Il maggiore impegno di Tono nel dopoguerra si volge principalmente alla rappresentazione della realtà sociale delle classi popolari e, in particolare, dei contadini. Aderisce quindi alla corrente realista teorizzata da Renato Guttuso e, tra gli altri, dal suo amico Ernesto Treccani. Agli anni cinquanta risalgono le celebri serie dei Partigiani, dell’Alluvione del Polesine, delle Mondine di Roncoferraro, esemplari, insieme alle illustrazioni per le poesie di Meneghetti, della sua vocazione sociale. 
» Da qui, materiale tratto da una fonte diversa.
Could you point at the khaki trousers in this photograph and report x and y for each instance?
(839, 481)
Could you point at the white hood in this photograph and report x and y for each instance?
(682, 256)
Nonostante il forte legame con la città natia, Padova, Tono viaggia molto in Italia e all'estero, fino in Cina dove si reca nel 1956 come membro di una delegazione di artisti italiani. Dopo la scomparsa dell’amico di lunga data Giorgio Rubinato e della madre, Colomba Zampiron, nel 1965, i viaggi di Zancanaro si intensificano ancor di più: abita per qualche tempo a Roma, in Sicilia, si reca spesso anche in Romagna dove scopre il mosaico, tecnica nella quale si cimenta creando svariate opere.

Negli ultimi anni della sua vita Tono si occupa di scenografia e del disegno dei costumi per diverse opere liriche dirette dal nipote, Sylvano Bussotti (1931-2021).

Dopo una carriera artistica segnata da numerosi premi e mostre monografiche, Tono Zancanaro muore il 3 giugno 1985 a Padova, all’età di 79 anni.